Recuerdo pocos detalles de ‘Las cenizas de Ángela’, patética narración de la infancia de Frank McCourt, en la miseria irlandesa de entreguerras: padre alcohólico, familia numerosa, madre vencida. Sin embargo, en escuelas de barrios paupérrimos de ciudades irlandesas, enseñaban maestros de conmovedora vocación. El éxito económico, social y político de Irlanda en las décadas anteriores a la crisis actual, que también le tocó, se debió, precisamente, a la importancia que ese país nórdico, verde y bello dio siempre a la tarea trascendente de educar.
Tratando de ser fiel al sentido de las palabras de McCourt en el libro que no tengo conmigo, evoco los párrafos con que recibió el maestro a sus niños, aquel día de inicio del año escolar en Limerick, húmeda y helada en el invierno. Los niños, ¿doce, trece años?, acuden a la escuela casi muertos de frío, el estómago vacío, grises las sonrisas… El profesor, también pobre, introduce el curso: -A ver niños, les dice. Si algún día llegaran ustedes a comprar un inmenso y hermoso palacio de bellos jardines y fuentes, con galerías, salones y cuartos de grandes ventanas, cálido en invierno, fresco en el verano, ¿con qué lo amoblarían? ¿Comprarían para decorarlo los mejores muebles, cortinas y alfombras espesas y acogedoras; tapices, cuadros, espejos, adornos finísimos, o llenarían sus habitaciones de muebles viejos, harapos por cortinas, suciedad y basura? Entusiasmados los pequeños con la ilusoria suposición del maestro, corean, a voz en grito: -¡No, profesor!, ¡no meteríamos basura en nuestro palacio! ¡Compraríamos lo mejor: los mejores muebles, los mejores espejos, para que fuera el más bello de la historia de Irlanda! Interrumpo mi narración, porque aun sabiendo la conclusión a que llegará el maestro, que completa el sentido de esta hipótesis tan fuera de lugar, siento que yo no habría sido capaz de enunciarla en una escuela tan pobre. Habría temido ofender a los niños con la mención de este sueño imposible. Pero, ¿acaso un pobre no debe soñar ni imaginar que un día pudiera tener un hermoso palacio? ¿Ofende a sus oídos -o a los nuestros- este soñar despierto?; ¿me ofende a mí que ellos adopten utopías que yo no me atrevo a formular? ¿Es justo procurar que la gente tenga sueños que difícilmente podrá cumplir? ¿Son sanas las utopías? ¡Fárrago interior que traigo aquí, no sin recelo!
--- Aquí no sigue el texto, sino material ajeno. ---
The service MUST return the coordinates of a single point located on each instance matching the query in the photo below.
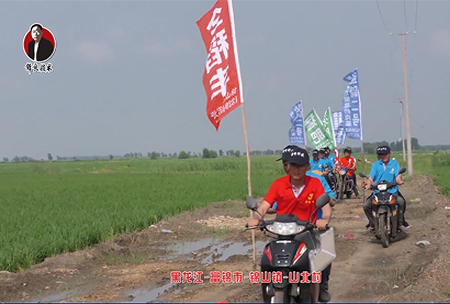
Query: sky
(128, 74)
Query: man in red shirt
(350, 162)
(295, 194)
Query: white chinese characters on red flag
(221, 77)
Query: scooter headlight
(382, 187)
(285, 228)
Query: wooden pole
(249, 181)
(408, 123)
(401, 128)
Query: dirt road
(136, 267)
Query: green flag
(328, 125)
(315, 131)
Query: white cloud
(117, 32)
(440, 42)
(95, 51)
(162, 48)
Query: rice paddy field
(49, 208)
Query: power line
(414, 42)
(381, 16)
(404, 11)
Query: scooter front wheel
(281, 296)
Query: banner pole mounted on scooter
(222, 75)
(351, 110)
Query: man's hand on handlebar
(253, 223)
(321, 224)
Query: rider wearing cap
(324, 294)
(349, 162)
(385, 169)
(296, 194)
(317, 164)
(328, 171)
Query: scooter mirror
(251, 203)
(322, 201)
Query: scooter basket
(320, 258)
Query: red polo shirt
(348, 162)
(301, 206)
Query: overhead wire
(404, 12)
(392, 40)
(414, 43)
(381, 16)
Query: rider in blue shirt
(385, 169)
(330, 155)
(317, 164)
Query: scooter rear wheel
(281, 296)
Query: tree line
(369, 148)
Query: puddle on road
(218, 251)
(147, 296)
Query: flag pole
(244, 121)
(247, 152)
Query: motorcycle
(346, 184)
(384, 210)
(290, 257)
(331, 179)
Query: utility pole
(408, 122)
(401, 127)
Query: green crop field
(54, 207)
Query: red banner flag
(221, 77)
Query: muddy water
(208, 251)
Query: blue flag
(351, 107)
(297, 130)
(338, 126)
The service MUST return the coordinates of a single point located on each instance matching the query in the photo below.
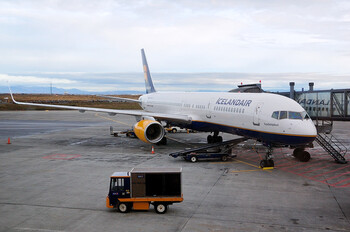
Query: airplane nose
(310, 129)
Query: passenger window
(283, 115)
(295, 115)
(275, 114)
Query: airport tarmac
(54, 176)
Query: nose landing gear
(214, 138)
(301, 154)
(268, 161)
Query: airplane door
(208, 113)
(257, 113)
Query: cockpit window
(295, 115)
(275, 114)
(283, 114)
(305, 115)
(290, 114)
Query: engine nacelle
(149, 131)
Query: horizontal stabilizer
(121, 99)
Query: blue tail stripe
(148, 79)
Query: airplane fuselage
(248, 114)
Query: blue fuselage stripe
(260, 135)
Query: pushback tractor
(142, 187)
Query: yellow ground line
(246, 170)
(97, 115)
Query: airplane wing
(122, 99)
(137, 113)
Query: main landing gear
(268, 161)
(214, 138)
(301, 154)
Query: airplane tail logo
(148, 79)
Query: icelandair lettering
(233, 102)
(313, 102)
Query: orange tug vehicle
(141, 187)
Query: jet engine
(149, 131)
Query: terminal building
(324, 107)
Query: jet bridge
(324, 107)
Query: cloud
(98, 38)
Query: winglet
(12, 96)
(148, 79)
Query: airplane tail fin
(148, 79)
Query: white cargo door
(257, 113)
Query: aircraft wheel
(123, 208)
(219, 139)
(271, 163)
(163, 141)
(224, 158)
(160, 208)
(193, 159)
(263, 163)
(304, 156)
(297, 152)
(267, 164)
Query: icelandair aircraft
(272, 119)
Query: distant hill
(47, 90)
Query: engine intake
(149, 131)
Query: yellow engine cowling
(149, 131)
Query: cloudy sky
(92, 44)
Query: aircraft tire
(297, 152)
(304, 156)
(193, 159)
(219, 139)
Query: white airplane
(270, 118)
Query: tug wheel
(160, 208)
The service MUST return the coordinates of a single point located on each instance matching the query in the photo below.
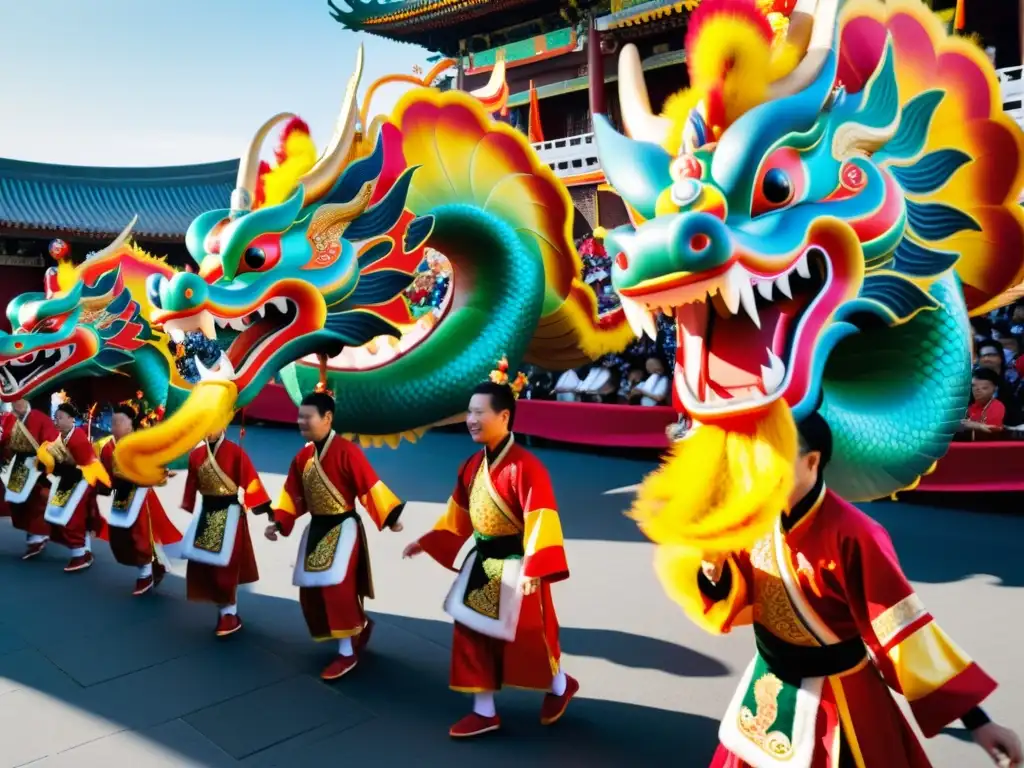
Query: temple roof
(98, 202)
(438, 25)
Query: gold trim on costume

Esta pregunta lanzada en el ambiente oscuro de una infancia de desventuras, culpabilizada por el catolicismo retrógrado e hipócrita en que el autor cuenta que se vivía entonces, obtuvo la ilusión infantil por respuesta. Pero el profesor anunció: ¡Ustedes no tienen que comprar ese palacio, porque son dueños de él! ¡Ese palacio es su inteligencia! ¿Con qué lo amueblan?, ¿qué ponen en sus salones cada día?…
Nunca estará de más evocarlo para nosotros mismos, para nuestros maestros, para nuestros políticos… ¡Nunca!